Tuesday, November 4, 2008

A weird one

Mark Tucker
In the Sack
(De Stilj)
US release date: 9 September 2008
UK release date: Available as import

by Jennifer Kelly

Originally self-released in 1982, In the Sack is a mad, funhouse-mirrored excursion through offbeat field recordings, improvised piano jams, twisted original pop and subtly warped standards. You might write it off as the work of a loony, namely Mark Tucker, aka T. Storm Hunter, a disaffected postal worker and self-recorder. You might, that is except for one surpassingly beautiful pop song tucked away amid nutter ramblings. The song, “Everywhere with Sally”, is included twice on this reissue. The first time, and the best, is the version that Tucker intended. It’s recorded backwards but phonetically backwards, so that you can make out the stretched and elided lyrics. Hard to convey exactly how mysteriously gorgeous the song becomes, the notes hissing and blossoming and distorting within a pristine pop melody like a lucid-dream version of the Clean’s prettiest melody. Even conventionally, played forward near the end, it’s a winner, though not so remarkable.
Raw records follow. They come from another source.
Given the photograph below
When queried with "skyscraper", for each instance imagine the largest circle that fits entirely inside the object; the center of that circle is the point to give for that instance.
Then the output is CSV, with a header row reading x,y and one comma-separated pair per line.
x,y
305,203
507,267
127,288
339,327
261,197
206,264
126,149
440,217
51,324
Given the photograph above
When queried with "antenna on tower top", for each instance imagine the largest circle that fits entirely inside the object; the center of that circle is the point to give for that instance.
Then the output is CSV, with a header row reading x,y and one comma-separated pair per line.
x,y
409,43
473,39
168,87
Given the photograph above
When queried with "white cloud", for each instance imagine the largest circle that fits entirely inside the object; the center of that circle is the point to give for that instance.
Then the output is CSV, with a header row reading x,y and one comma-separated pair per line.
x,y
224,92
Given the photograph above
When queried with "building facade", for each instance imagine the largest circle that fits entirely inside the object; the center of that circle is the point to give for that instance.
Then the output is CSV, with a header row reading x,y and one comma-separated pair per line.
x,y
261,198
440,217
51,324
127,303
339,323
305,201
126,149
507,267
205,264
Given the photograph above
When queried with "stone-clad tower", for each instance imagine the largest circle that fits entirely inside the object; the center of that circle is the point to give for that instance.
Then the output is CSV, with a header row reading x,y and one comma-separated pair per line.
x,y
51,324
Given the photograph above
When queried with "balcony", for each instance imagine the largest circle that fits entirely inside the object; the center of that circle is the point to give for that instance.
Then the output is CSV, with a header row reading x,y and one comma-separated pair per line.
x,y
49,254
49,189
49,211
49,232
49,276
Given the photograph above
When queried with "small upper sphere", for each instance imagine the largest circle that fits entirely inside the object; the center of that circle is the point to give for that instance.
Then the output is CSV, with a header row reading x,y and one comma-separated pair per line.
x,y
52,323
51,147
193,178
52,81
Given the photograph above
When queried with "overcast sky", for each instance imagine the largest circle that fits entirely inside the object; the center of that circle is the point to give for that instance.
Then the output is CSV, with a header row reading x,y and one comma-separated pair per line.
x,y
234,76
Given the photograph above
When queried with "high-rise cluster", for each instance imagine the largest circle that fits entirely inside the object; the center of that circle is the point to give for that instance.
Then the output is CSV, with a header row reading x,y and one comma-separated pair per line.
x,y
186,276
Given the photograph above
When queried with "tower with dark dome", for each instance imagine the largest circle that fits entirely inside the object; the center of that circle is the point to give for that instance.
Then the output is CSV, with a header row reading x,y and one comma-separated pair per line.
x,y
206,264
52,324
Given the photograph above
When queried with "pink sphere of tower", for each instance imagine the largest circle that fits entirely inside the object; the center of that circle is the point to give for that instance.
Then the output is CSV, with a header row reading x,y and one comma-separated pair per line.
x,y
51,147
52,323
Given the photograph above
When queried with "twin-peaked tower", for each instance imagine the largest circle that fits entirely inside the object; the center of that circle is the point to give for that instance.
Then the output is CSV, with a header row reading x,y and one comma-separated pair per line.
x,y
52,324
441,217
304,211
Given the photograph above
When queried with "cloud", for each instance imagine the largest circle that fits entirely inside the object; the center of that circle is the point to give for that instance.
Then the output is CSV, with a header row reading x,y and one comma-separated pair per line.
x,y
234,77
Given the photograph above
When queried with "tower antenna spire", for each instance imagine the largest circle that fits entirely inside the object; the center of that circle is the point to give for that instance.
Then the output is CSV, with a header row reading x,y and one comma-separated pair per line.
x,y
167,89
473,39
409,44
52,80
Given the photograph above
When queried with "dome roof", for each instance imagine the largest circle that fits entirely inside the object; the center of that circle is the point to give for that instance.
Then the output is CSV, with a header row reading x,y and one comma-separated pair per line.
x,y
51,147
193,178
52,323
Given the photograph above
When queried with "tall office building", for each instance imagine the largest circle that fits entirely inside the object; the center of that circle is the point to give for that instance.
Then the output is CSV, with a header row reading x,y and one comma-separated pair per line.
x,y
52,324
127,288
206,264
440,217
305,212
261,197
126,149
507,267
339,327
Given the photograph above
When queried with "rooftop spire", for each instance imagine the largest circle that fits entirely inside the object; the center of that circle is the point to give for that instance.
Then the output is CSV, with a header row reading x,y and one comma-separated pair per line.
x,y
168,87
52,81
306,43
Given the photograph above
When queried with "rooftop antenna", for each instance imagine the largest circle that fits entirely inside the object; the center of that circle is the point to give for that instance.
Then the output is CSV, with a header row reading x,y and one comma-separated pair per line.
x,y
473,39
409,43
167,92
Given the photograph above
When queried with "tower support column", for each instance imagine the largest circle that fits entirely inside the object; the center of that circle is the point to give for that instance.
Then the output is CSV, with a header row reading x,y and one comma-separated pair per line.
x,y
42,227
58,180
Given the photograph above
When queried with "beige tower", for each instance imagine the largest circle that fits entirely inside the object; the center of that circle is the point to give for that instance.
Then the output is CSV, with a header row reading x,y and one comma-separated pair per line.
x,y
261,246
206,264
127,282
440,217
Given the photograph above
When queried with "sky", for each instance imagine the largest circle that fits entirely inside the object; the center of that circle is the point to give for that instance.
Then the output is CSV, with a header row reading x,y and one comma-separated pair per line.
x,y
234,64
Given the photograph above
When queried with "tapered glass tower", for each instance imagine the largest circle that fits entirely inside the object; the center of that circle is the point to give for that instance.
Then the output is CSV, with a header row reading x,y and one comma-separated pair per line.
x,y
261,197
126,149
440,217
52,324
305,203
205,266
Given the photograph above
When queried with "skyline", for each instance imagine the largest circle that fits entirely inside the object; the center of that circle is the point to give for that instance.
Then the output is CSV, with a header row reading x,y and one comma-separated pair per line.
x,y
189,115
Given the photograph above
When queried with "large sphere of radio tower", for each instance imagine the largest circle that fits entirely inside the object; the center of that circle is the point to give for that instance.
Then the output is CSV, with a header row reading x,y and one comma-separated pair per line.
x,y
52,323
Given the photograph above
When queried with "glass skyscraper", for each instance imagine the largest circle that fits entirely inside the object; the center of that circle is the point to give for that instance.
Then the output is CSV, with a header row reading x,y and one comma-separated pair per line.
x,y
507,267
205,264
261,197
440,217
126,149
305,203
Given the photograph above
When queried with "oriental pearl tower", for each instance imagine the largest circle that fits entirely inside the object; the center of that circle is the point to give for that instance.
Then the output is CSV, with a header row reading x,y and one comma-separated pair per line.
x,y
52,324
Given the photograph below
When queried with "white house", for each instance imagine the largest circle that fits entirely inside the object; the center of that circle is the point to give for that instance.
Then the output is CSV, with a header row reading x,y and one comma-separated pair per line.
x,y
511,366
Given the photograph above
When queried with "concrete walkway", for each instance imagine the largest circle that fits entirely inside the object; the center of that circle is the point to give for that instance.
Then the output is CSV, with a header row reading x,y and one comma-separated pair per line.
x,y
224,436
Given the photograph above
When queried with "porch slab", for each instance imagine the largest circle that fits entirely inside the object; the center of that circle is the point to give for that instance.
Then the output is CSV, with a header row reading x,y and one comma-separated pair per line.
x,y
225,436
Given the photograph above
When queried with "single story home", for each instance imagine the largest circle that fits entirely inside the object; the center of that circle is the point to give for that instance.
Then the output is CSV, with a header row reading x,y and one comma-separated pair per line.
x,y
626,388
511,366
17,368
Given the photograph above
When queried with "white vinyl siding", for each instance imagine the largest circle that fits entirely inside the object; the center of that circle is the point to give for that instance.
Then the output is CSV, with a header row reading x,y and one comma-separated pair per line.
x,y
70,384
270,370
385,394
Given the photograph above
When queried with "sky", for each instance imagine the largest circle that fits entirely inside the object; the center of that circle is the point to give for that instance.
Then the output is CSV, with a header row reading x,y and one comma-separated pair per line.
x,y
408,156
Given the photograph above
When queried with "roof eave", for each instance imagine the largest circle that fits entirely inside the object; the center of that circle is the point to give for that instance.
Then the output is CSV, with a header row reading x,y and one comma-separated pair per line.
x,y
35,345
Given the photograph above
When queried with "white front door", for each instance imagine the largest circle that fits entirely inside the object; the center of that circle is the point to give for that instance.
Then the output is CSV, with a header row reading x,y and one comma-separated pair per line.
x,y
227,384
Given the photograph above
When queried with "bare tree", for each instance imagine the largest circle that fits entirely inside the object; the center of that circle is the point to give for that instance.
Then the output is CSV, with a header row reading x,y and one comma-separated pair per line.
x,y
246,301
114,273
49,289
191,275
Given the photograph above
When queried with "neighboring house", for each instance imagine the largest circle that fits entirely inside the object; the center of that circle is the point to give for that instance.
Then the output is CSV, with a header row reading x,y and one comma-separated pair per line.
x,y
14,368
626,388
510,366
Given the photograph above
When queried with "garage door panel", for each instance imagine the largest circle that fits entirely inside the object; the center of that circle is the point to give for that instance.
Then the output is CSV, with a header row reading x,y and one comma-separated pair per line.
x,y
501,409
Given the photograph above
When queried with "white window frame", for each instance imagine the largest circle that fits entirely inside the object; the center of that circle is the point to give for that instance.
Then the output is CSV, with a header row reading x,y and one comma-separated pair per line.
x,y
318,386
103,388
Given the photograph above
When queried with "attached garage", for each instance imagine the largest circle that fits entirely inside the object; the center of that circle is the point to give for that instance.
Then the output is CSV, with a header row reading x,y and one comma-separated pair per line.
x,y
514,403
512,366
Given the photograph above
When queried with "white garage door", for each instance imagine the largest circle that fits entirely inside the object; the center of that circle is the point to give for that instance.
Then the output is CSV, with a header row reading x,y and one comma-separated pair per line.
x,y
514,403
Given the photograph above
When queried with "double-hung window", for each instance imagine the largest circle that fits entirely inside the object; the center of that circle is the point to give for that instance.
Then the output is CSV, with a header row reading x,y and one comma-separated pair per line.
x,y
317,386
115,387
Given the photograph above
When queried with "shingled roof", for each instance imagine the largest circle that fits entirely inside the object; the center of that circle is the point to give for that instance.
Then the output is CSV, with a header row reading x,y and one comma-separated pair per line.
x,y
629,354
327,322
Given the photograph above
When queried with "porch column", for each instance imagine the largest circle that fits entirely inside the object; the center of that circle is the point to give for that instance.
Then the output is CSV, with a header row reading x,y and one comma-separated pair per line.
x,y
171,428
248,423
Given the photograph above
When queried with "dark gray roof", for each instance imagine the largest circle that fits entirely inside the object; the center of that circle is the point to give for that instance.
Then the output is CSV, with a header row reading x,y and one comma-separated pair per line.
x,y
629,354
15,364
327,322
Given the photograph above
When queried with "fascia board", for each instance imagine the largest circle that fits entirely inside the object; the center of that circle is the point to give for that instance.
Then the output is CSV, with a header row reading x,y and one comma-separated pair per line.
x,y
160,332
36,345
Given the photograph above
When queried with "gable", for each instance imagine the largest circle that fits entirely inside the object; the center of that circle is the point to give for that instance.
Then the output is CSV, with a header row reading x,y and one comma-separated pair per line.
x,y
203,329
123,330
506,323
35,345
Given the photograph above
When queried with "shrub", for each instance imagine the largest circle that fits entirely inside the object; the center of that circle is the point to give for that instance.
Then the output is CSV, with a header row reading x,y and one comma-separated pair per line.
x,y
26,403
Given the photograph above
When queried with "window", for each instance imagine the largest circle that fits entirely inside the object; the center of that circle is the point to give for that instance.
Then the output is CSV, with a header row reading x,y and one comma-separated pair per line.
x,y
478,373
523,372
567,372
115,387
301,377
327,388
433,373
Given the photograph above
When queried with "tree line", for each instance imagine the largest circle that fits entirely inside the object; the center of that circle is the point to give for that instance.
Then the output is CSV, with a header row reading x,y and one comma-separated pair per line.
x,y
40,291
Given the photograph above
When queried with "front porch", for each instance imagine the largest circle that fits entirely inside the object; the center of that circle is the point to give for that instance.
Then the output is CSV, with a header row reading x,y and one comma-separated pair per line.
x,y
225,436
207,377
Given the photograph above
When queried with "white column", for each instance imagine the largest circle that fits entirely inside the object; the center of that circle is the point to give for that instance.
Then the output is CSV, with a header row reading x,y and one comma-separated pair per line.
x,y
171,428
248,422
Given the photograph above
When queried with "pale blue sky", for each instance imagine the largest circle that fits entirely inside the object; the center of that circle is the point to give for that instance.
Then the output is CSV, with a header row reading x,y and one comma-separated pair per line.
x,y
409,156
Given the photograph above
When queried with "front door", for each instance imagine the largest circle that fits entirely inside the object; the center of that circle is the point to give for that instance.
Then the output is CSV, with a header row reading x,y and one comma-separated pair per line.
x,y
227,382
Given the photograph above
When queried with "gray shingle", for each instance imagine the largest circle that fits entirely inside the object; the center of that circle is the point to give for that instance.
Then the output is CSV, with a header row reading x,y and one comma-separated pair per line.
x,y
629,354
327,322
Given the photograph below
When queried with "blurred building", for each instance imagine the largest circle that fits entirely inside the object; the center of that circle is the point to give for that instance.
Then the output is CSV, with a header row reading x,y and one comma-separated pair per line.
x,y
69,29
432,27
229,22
Elsewhere Tucker’s songs convey the difficulties of unconventional intelligence thwarted at work, at home and in love. His surreptitiously recorded “The Importance of Making Molehills of Specks” contains all you need to know about all-hands meetings at the local postal office, while his wickedly awry “Attractive” skewers the tennis-playing lookers on his delivery route. This is never a comfortable listen. In fact, even the covers — what I think of as the “easy listening” portion of the disc — are unsettling. A flowery, piano-trilling, loop-vocalled version of “When I Fall in Love”, (yes, the chestnut made popular by Doris Day) is played straight, but remains ominous, while the 1960s one-hit “Love (Can Make You Happy)” seems faithful enough until you realize that the drum line comes from a typewriter. “She-Voices” seems downright cruel, as Tucker loops and repeats recognizable voices and phrases into absurdist textures. A casual “oooh” near the end morphs from part of a sentence to a near-orgasmic utterance, bad luck for the girl who came within range of Tucker’s mic. Still, as weird and offputting as In the Sack can be, you’ve got to give credit to the man who wrote “Everywhere with Sally”. Crazy beautiful is still beautiful.